I shrugged a shoulder. “I’ve known for a while that they were leaving. Some of those days I was fine, some days I was wicked pissed.” I shrugged. “I’m probably not supposed to be mad about it. I mean, it’s not like they went to Germany to get away from me or anything, but it still stings. It still feels like they left me here.”
“Well then,” Scout said, raising her cup of water, “I suppose you’d better thank your lucky stars that you found me. ’Cause I’m going to be on you like white on rice. I’m a hard friend to shake, Parker.”
I grinned through the melancholy and raised my own cup. “To new friendships,” I said, and we clinked our cups together.
When dinner was finished, we returned to our rooms to wash up and restock our bags with books and supplies before study hall.
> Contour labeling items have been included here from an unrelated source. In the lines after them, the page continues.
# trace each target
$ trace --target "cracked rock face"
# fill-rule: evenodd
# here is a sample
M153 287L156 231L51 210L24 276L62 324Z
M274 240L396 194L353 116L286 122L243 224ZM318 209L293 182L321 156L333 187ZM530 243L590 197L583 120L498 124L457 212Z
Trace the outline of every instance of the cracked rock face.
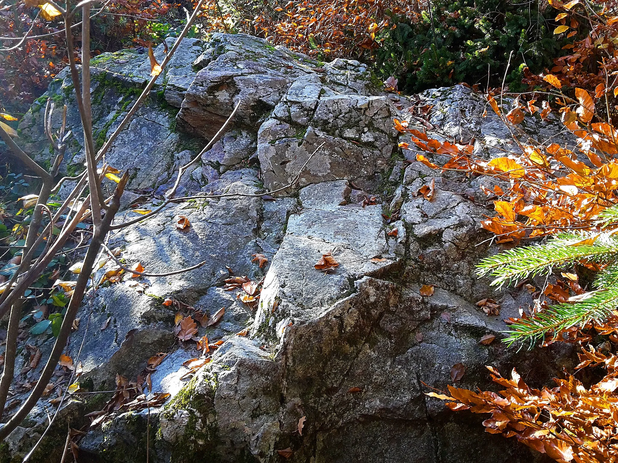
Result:
M517 365L536 386L575 360L559 345L518 353L499 341L502 319L517 316L530 296L516 288L497 291L474 273L480 259L499 251L479 226L489 211L478 186L488 180L442 175L402 153L397 143L404 139L392 129L392 119L405 116L395 104L402 99L375 88L365 65L319 63L240 34L214 34L208 44L186 40L108 161L132 171L131 198L153 193L154 199L141 196L146 202L140 207L154 208L156 195L172 187L175 171L201 151L201 137L214 135L240 102L231 127L187 172L179 194L256 196L171 205L114 236L110 246L148 272L205 263L190 273L140 279L147 285L143 294L122 283L103 285L85 300L82 325L67 351L76 354L88 320L80 357L83 382L95 391L113 389L116 373L134 378L150 356L167 352L152 375L153 389L172 398L151 409L150 419L146 411L122 413L89 430L80 454L92 461L145 461L150 419L150 436L157 436L150 461L155 462L270 463L280 461L276 451L288 447L290 461L313 463L547 461L484 432L481 417L452 412L424 393L452 384L451 368L459 362L465 366L462 386L494 390L486 365L504 373ZM103 96L93 105L101 115L97 127L104 127L113 111L127 111L118 106L125 101L118 92L148 77L143 55L101 56L96 72L111 77L93 84L93 94ZM48 94L60 94L68 85L66 78L55 82ZM482 101L465 87L410 99L434 105L431 136L474 138L487 156L494 154L492 146L510 143L510 133L499 121L482 117ZM169 107L180 111L168 117ZM69 114L78 133L77 113ZM35 135L41 119L33 107L22 130L30 134L26 146L44 159L44 141ZM538 120L528 128L542 136L551 123ZM72 148L72 159L80 149ZM276 198L263 196L289 183L272 194ZM425 185L434 187L431 201L418 193ZM127 204L118 221L125 214L137 216ZM181 215L191 223L185 230L176 227ZM316 270L327 252L339 265ZM256 253L268 259L262 268L251 262ZM263 278L256 307L224 290L226 266L235 275ZM434 286L432 296L420 295L423 284ZM182 379L182 364L198 352L193 345L177 345L176 309L161 304L166 298L211 315L226 309L218 323L200 328L199 336L222 344L190 380ZM485 298L502 305L499 316L488 317L475 305ZM245 328L248 336L235 334ZM486 334L496 340L480 344ZM27 341L44 355L53 341L45 334ZM18 362L27 359L23 353ZM86 423L80 417L100 410L108 398L71 401L63 416ZM42 401L11 435L12 454L23 454L40 435L49 406ZM52 435L62 433L66 428ZM64 442L57 440L46 442L54 449Z

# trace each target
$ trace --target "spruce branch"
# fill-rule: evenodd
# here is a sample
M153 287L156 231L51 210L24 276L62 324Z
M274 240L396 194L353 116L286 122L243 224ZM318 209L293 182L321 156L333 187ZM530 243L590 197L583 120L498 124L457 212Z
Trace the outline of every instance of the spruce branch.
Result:
M511 344L527 341L531 349L549 335L555 338L562 330L583 327L592 320L601 322L617 308L618 287L614 286L593 293L576 304L557 304L536 314L534 318L520 319L506 332L504 341Z
M577 238L574 238L577 237ZM597 239L591 244L574 245L578 235L562 234L546 244L515 248L482 259L476 266L480 277L494 277L493 286L502 286L530 277L545 275L582 259L604 263L618 253L618 242Z

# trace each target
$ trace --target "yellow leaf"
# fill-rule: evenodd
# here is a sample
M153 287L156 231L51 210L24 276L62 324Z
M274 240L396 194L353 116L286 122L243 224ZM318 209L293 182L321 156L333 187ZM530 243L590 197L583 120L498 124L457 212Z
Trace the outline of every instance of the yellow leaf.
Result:
M28 194L18 198L17 201L23 201L23 209L27 209L36 204L36 201L38 201L38 196L36 194Z
M562 84L560 83L560 80L553 74L548 74L543 80L546 82L549 82L556 88L562 88Z
M521 178L525 175L523 167L510 157L496 157L487 163L487 167L508 173L512 178Z
M75 275L78 275L82 272L82 266L83 265L83 262L78 262L72 265L69 267L69 270L72 273Z
M41 15L46 21L53 21L56 16L60 16L62 13L58 11L51 3L44 3L38 6L41 9Z
M14 128L13 128L10 125L4 123L1 120L0 120L0 127L2 127L3 129L4 129L4 131L6 131L7 133L8 133L11 136L13 137L14 138L19 138L19 136L17 135L17 132L15 131Z
M425 395L430 397L435 397L436 399L441 399L442 400L455 400L452 397L445 396L444 394L436 394L434 392L426 392Z
M156 77L161 73L161 65L156 62L154 57L154 52L153 51L153 46L148 45L148 57L150 59L150 75Z

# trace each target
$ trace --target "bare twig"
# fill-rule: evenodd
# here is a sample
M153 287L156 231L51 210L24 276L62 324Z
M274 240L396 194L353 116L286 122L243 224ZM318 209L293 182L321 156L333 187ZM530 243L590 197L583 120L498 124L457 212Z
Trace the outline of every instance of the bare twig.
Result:
M199 269L200 267L205 265L208 261L204 261L199 264L196 264L195 265L192 267L187 267L186 269L181 269L180 270L172 270L172 272L167 272L164 273L149 273L146 272L138 272L137 270L131 270L128 267L125 267L120 261L114 255L114 253L111 250L107 247L105 244L103 244L103 248L107 251L108 255L111 257L114 261L118 264L118 266L124 270L125 272L129 272L130 273L134 273L135 275L138 275L140 277L171 277L172 275L178 275L179 273L184 273L185 272L190 272L192 270L195 270L196 269Z

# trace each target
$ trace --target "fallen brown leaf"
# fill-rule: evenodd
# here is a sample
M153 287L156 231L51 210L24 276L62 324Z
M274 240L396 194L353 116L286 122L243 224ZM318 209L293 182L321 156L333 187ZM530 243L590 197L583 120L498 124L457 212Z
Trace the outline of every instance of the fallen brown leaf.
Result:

I also ditched the tights and switched out my fabulous—but surprisingly uncomfortable—boots for a pair of much more comfy flip- flops. My cell phone vibrated just as I’d slipped my left foot into the second, thick, emerald green flip- flop. I pulled it out of my bag, checked the caller ID, and smiled.
“What’s cooking in Germany?” I asked after I opened the phone and pressed it to my ear.
“Nothing at the moment,” my father answered, his voice tinny through four thousand miles of transmission wires. “It’s late over here. How was school?”
“It was school,” I confirmed, a tightness in my chest unclenching at the sound of my dad’s voice. I sat down on the edge of the bed and crossed one leg over the other. “Turns out, high school is high school pretty much anywhere you go.”
“Except for the uniforms?” he asked.
I smiled. “Except for the uniforms. How was your first day of sabbaticalizing, or whatever?”
“Pretty dull. Mom and I both had meetings with the folks who are funding our work. A lot of ground rules, research protocols, that kind of thing.”
I could practically hear the boredom in his voice. My dad wasn’t one for administrative details or planning. He was a big-picture guy, a thinker, a teacher. My mom was the organized one. She probably took notes at the meetings.
“I’m sure it’ll get better, Pops. They probably wanna make sure they aren’t handing gazillions of research dollars over to some crazy Americans.”